御坊市「ふるさと納税」30年度も好調維持、過去最高前年度同期の1・8倍増 〈2018年8月22日〉

好調を維持している「ふるさと納税」


 御坊市は、20日現在の平成30年度ふるさと納税実績をまとめた。28年12月からインターネットを活用した大手のポータルサイト2社に事業委託し、2年目の29年度は全国から過去最高の6501件、1億395万7008円の寄付が寄せられ、目標の1億円をクリア。3年目の30年度は1社増やした3社に委託するとともに、出店業者や品数も充実してきており、前年度同期より件数、寄付額ともに1・8倍増と好調を維持している。

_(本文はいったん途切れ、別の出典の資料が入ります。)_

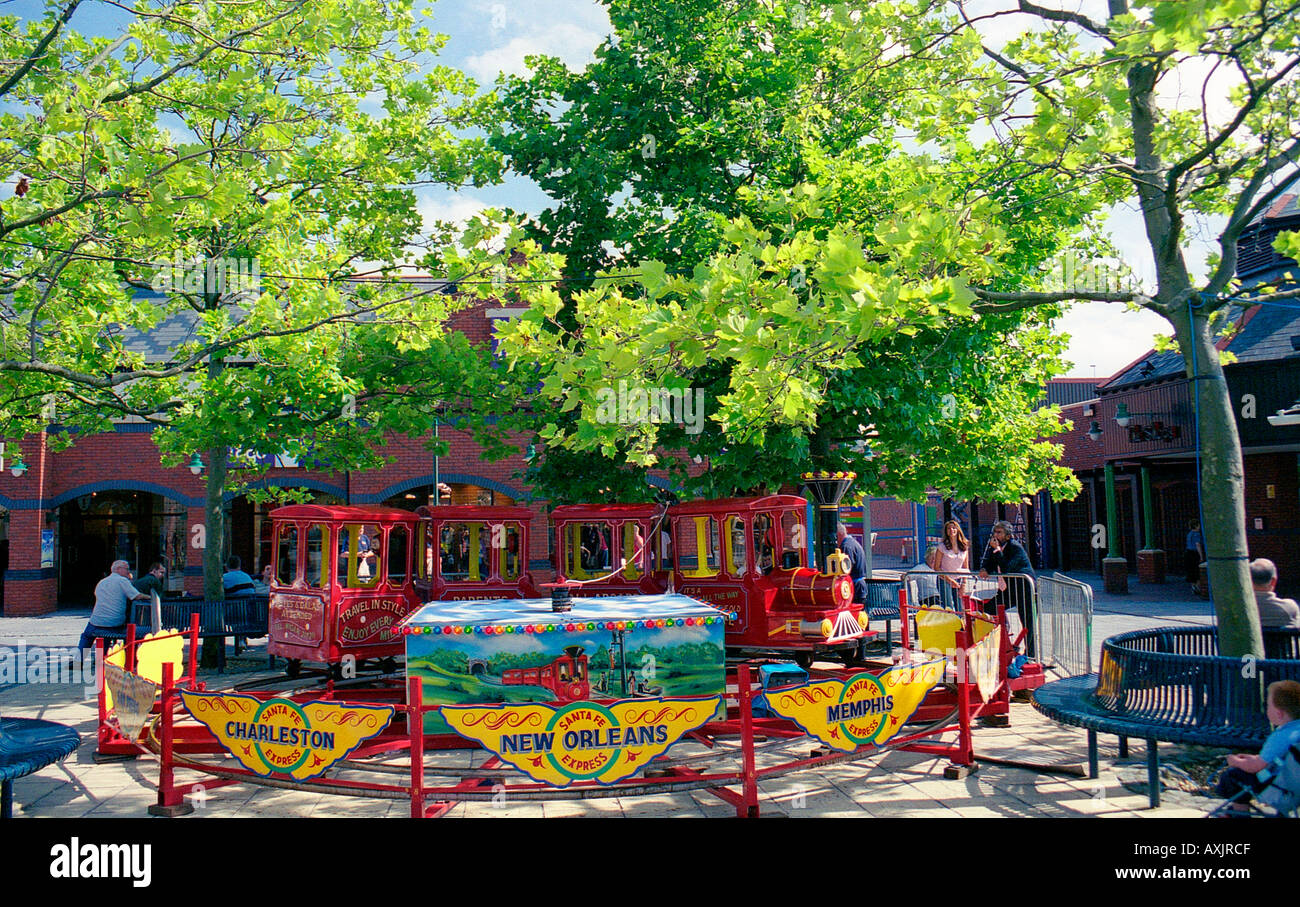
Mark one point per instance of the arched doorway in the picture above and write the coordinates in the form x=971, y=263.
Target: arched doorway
x=98, y=528
x=451, y=493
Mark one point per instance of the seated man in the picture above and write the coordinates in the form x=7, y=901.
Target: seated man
x=1252, y=776
x=1273, y=611
x=234, y=581
x=112, y=598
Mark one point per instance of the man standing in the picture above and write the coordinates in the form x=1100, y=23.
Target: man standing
x=1273, y=611
x=234, y=581
x=852, y=550
x=1006, y=556
x=112, y=597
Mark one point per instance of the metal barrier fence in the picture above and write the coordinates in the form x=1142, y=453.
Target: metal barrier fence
x=1065, y=625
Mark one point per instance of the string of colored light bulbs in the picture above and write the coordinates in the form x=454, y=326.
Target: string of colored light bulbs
x=572, y=626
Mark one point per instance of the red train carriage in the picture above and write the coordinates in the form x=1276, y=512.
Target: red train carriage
x=749, y=555
x=473, y=552
x=611, y=549
x=342, y=582
x=567, y=676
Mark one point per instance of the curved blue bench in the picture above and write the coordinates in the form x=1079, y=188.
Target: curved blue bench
x=26, y=746
x=1170, y=685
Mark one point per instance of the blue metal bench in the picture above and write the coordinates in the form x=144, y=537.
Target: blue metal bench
x=1170, y=685
x=237, y=617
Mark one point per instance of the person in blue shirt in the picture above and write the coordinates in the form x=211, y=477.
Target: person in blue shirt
x=852, y=549
x=1249, y=776
x=234, y=580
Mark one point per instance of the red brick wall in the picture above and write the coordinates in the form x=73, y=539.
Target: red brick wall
x=1281, y=515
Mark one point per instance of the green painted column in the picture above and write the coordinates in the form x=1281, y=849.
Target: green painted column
x=1147, y=521
x=1112, y=515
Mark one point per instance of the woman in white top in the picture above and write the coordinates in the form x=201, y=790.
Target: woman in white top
x=952, y=556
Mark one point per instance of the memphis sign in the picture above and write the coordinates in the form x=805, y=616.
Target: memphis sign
x=284, y=737
x=583, y=741
x=848, y=714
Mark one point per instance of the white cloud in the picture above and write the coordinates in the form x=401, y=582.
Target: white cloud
x=1104, y=337
x=571, y=43
x=450, y=208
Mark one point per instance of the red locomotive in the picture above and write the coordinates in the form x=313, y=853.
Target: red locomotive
x=567, y=676
x=346, y=576
x=745, y=555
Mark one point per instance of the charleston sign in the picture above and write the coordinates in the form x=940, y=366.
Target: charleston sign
x=848, y=714
x=581, y=741
x=282, y=737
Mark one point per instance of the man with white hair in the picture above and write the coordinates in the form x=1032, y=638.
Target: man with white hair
x=112, y=597
x=1273, y=611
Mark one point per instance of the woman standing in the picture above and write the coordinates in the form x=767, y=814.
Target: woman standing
x=952, y=556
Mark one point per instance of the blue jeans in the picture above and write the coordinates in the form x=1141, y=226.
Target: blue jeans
x=90, y=634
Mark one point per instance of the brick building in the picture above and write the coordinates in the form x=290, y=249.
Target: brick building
x=108, y=497
x=1140, y=425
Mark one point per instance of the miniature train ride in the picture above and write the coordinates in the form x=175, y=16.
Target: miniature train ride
x=346, y=576
x=571, y=697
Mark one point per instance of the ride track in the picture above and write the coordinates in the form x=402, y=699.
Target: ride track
x=488, y=781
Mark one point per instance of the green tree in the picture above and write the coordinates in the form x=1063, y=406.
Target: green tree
x=1130, y=100
x=287, y=140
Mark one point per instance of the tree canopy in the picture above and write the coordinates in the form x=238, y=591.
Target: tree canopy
x=774, y=237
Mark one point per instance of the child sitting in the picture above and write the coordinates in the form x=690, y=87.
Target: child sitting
x=1251, y=776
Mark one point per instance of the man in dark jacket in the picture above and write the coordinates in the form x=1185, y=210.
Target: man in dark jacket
x=852, y=549
x=1006, y=556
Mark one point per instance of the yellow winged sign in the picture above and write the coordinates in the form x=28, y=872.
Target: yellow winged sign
x=583, y=741
x=846, y=714
x=284, y=737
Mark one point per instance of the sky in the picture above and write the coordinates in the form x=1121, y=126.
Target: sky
x=486, y=38
x=490, y=37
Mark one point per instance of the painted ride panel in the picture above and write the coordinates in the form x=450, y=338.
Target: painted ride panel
x=749, y=556
x=602, y=650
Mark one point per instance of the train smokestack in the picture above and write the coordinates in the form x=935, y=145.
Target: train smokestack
x=827, y=490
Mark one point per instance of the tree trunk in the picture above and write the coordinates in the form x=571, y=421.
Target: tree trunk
x=213, y=515
x=1222, y=491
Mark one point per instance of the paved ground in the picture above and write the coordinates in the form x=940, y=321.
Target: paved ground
x=897, y=784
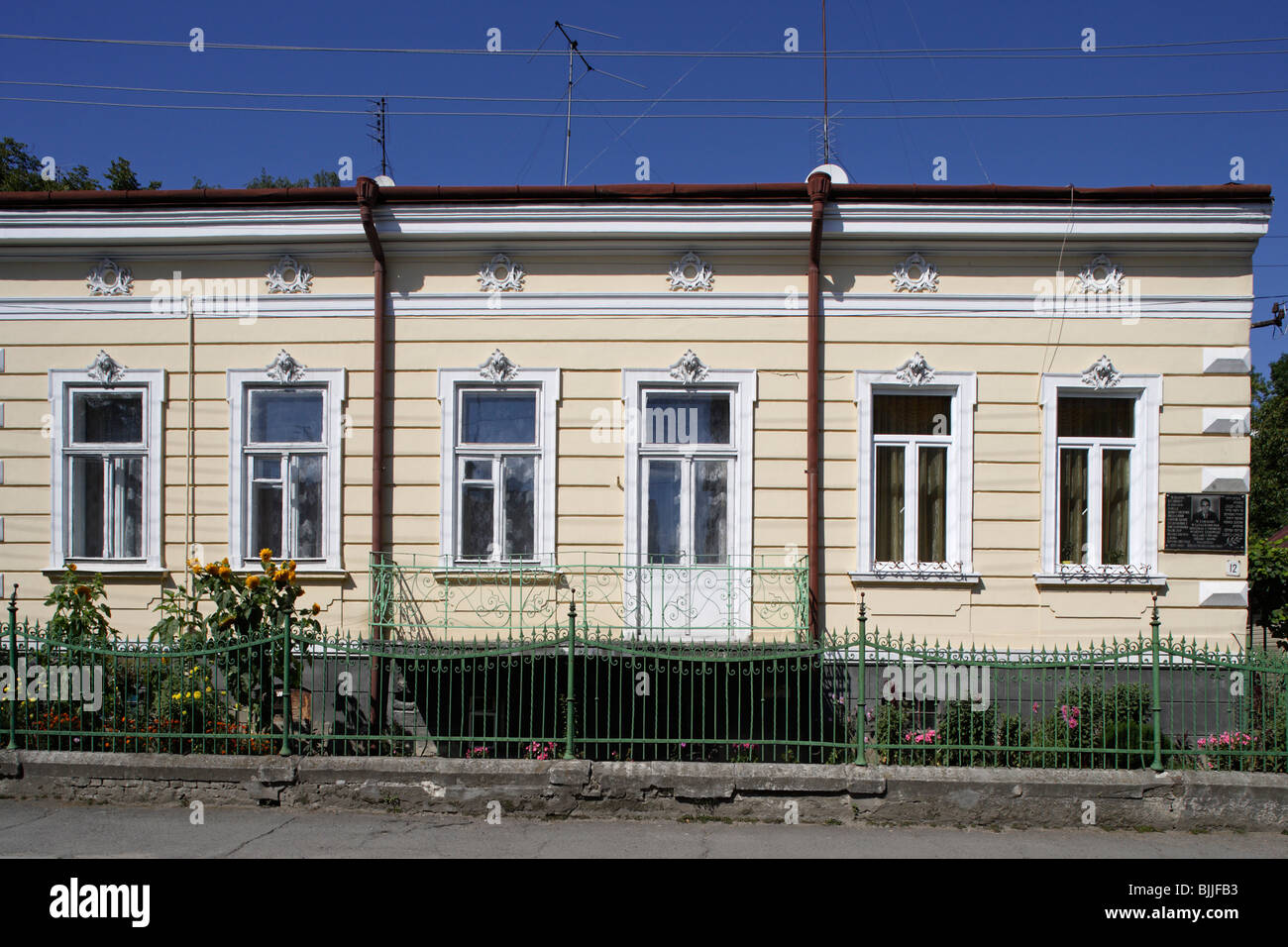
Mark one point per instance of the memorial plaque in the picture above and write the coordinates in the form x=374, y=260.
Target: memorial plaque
x=1205, y=522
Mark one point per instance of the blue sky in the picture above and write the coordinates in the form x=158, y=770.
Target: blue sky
x=1054, y=141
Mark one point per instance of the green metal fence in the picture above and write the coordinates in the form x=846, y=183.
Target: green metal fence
x=572, y=690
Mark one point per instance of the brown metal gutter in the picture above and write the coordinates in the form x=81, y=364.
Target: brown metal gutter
x=369, y=196
x=818, y=185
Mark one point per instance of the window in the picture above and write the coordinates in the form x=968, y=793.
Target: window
x=1100, y=479
x=106, y=470
x=914, y=478
x=688, y=502
x=687, y=463
x=498, y=467
x=284, y=468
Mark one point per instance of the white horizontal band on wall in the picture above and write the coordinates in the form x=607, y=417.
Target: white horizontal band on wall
x=1225, y=479
x=1224, y=594
x=791, y=302
x=1235, y=361
x=1225, y=420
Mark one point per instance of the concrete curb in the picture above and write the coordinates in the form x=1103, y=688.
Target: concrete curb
x=735, y=791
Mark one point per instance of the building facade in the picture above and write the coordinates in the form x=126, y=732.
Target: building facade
x=700, y=412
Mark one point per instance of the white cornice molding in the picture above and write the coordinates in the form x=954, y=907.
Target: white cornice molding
x=660, y=303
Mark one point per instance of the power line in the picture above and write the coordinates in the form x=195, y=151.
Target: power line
x=475, y=114
x=623, y=99
x=962, y=52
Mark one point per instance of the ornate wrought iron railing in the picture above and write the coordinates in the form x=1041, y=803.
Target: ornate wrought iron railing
x=428, y=598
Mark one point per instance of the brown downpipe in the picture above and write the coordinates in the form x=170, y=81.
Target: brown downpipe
x=818, y=185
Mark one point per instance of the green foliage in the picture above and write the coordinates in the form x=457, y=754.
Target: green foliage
x=267, y=180
x=81, y=616
x=1136, y=740
x=961, y=724
x=120, y=176
x=1267, y=591
x=21, y=170
x=1267, y=502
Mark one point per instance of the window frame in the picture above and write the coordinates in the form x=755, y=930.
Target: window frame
x=153, y=384
x=333, y=382
x=1141, y=569
x=742, y=386
x=958, y=566
x=452, y=382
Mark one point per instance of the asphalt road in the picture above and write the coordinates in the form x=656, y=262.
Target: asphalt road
x=68, y=830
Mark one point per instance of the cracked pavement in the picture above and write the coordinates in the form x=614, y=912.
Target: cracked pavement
x=72, y=830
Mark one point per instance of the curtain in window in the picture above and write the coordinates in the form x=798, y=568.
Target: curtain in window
x=1073, y=506
x=932, y=504
x=1115, y=508
x=889, y=504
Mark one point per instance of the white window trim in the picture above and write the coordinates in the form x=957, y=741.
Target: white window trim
x=548, y=382
x=334, y=381
x=60, y=381
x=961, y=385
x=1142, y=569
x=743, y=382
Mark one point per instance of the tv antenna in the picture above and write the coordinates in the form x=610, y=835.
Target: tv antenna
x=380, y=127
x=574, y=51
x=827, y=131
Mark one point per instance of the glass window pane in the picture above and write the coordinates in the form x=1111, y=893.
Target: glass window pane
x=129, y=506
x=267, y=468
x=912, y=414
x=932, y=504
x=664, y=510
x=107, y=418
x=1116, y=508
x=478, y=471
x=88, y=508
x=493, y=418
x=1073, y=506
x=520, y=508
x=697, y=418
x=711, y=512
x=286, y=416
x=1095, y=416
x=477, y=536
x=308, y=506
x=266, y=518
x=889, y=504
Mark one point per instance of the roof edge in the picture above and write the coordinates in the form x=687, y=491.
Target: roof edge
x=643, y=192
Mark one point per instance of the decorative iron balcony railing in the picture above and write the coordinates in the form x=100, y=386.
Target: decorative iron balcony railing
x=424, y=596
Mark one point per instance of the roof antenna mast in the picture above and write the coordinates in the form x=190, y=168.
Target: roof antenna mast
x=575, y=51
x=827, y=137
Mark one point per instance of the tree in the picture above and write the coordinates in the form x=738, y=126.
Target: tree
x=20, y=170
x=267, y=180
x=120, y=176
x=1267, y=502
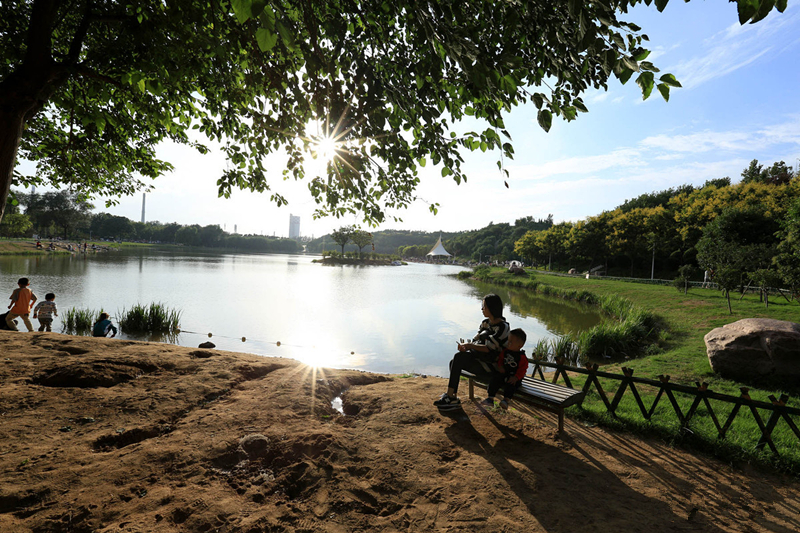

 大手のポータルサイト「ふるさとチョイス」=(株)トラストバンク=と「楽天市場」=楽天(株)=の2社に事業委託。29年度は楽天が4817件、6823万5000円。チョイスが1649件、3334万2008円。市への直接申し込みが35件、238万円。寄付額は1万円が全体の約9割を占め、最高額は50万円。品物はイチゴの県オリジナル品種まりひめが最も多く、次いで旬のフルーツセット、せとかなど柑橘類、毛皮、スイカが人気を集めた。
 30年度はソフトバンクグループの「さとふる」=(株)さとふる=を委託業者に追加。20日現在で2649件、3324万5000円の寄付があった。内訳は楽天が1434件、1722万2000円。さとふるが666件、798万6000円、チョイスが536件、732万7000円。市への直接申し込みが13件、71万円。前年度同期(4月~8月末)は1507件、1852万8円で件数、寄付額とも1・8倍増加した。
 委託業者が3社に増えたことに加え、出店業者、品数も当初の13業者、32品目から30業者、225品目に増えたことが要因と考えられる。品物はフルーツセットがトップを占め、2位の小玉スイカ(ひとりじめ7)が大幅に増加。3位は梨、4位はいちご(まりひめ)が続き、野菜・果物で全体の80%を占める。寄付額は1万円が多く、最高額は50万円。寄付者は東京都が24%で最も多く、次いで神奈川県、大阪府、愛知県、兵庫県。関東圏が全体の約45%を占めている。
 今のペースでいけば初の2億円突破も期待されており、市企画課は「今後も内容を一層充実させ、御坊の魅力発信に努めたい」としている。返礼品は寄付額の3割程度。これに送料、手数料を加えた必要経費は約55%あり、残りの約45%が市の収入となり、子どもの教育環境整備や安心して暮らせる福祉の充実に活用している。また、寄付者には礼状、市の1年間の出来事をまとめた「ふるさと通信」を送付して魅力発信に努めている。

「より喜ばれる返礼品に」
楽天担当者が講演

 市は、出店業者をさらに増やすとともに、効果的に商品を発信するノウハウを学んでもらおうと、20日に市役所で事業者向け講演会を開き、楽天(株)ふるさと納税担当の安達知洋氏がふるさと納税の現状と今後の展望、発信力を強化する方法を話した。
 安達氏は「楽天ふるさと納税で寄付したユーザー数は大幅に増加しているが、日ごろ楽天を利用している人で寄付した人の割合はごくわずか」と今後伸びしろが大きいことを紹介。発信方法ではインターネットに載せる商品名はできるだけ小刻みに入力することや楽天イベントを活用すること、数量限定や特別・増量を付け特別感を出すことなどを挙げた。